Default to IQR when you are unsure — it is robust and makes no assumptions about the shape of your data. Use Z-score only when you have verified that your data follows a normal distribution. For salary, income, house price, or any right-skewed data, IQR is almost always the better choice.


Section 09

Complete Pipeline — Detect, Investigate, Handle

import numpy as np
import pandas as pd

# Full dataset — house prices in a neighbourhood (£)
prices = [185000, 192000, 178000, 205000, 195000, 210000,
          188000, 201000, 198000, 185000, 2100000, 175000]

df = pd.DataFrame({"price": prices})

# Step 1 — Calculate quartiles and IQR
q1  = df["price"].quantile(0.25)
q2  = df["price"].quantile(0.50)
q3  = df["price"].quantile(0.75)
iqr = q3 - q1

lower_fence = q1 - 1.5 * iqr
upper_fence = q3 + 1.5 * iqr

print("── Summary Statistics ──────────────────")
print(f"Q1 (25th percentile): £{q1:,.0f}")
print(f"Q2 (Median):          £{q2:,.0f}")
print(f"Q3 (75th percentile): £{q3:,.0f}")
print(f"IQR:                  £{iqr:,.0f}")
print(f"Lower fence:          £{lower_fence:,.0f}")
print(f"Upper fence:          £{upper_fence:,.0f}")

# Step 2 — Flag outliers
df["is_outlier"] = (
    (df["price"] < lower_fence) |
    (df["price"] > upper_fence)
)

print("\n── Outliers Detected ───────────────────")
print(df[df["is_outlier"]])

# Step 3 — Compare mean before and after
mean_with    = df["price"].mean()
mean_without = df[~df["is_outlier"]]["price"].mean()
median       = df["price"].median()

print("\n── Impact of Outlier ───────────────────")
print(f"Mean with outlier:    £{mean_with:,.0f}")
print(f"Mean without outlier: £{mean_without:,.0f}")
print(f"Median (robust):      £{median:,.0f}")

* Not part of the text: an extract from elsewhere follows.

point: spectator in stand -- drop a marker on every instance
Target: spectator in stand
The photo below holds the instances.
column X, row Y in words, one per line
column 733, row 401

# ── Summary Statistics ──────────────────────────
# Q1 (25th percentile): £185,500
# Q2 (Median):          £193,500
# Q3 (75th percentile): £201,750
# IQR:                  £16,250
# Lower fence:          £161,125
# Upper fence:          £226,125
# ── Outliers Detected ───────────────────────────
#     price  is_outlier
# 10  2100000  True
# ── Impact of Outlier ───────────────────────────
# Mean with outlier:    £342,667
# Mean without outlier: £192,909
# Median (robust):      £193,500

Section 10

Golden Rules

🎯 Quartiles, IQR and Outliers — Key Rules
1
Always sort your data before calculating quartiles. The entire method depends on position — unsorted data gives completely wrong quartile values.
2
The IQR is resistant to outliers — extreme values do not affect Q1 or Q3 because they sit outside the middle 50%. This makes IQR far more reliable than range or standard deviation for describing spread in skewed data.
3
The 1.5 × IQR fence is a guideline, not a law. Some domains use 2× or 3× IQR for stricter definitions. Always apply domain knowledge when deciding the right threshold.
4
Investigate before removing. An outlier is a question, not a mistake. Ask why it exists before deciding whether to remove, cap, transform, or keep it.
5
Use the median and IQR together as your default summary for skewed data — they are both robust to outliers. Reserve mean and standard deviation for data that is approximately normally distributed.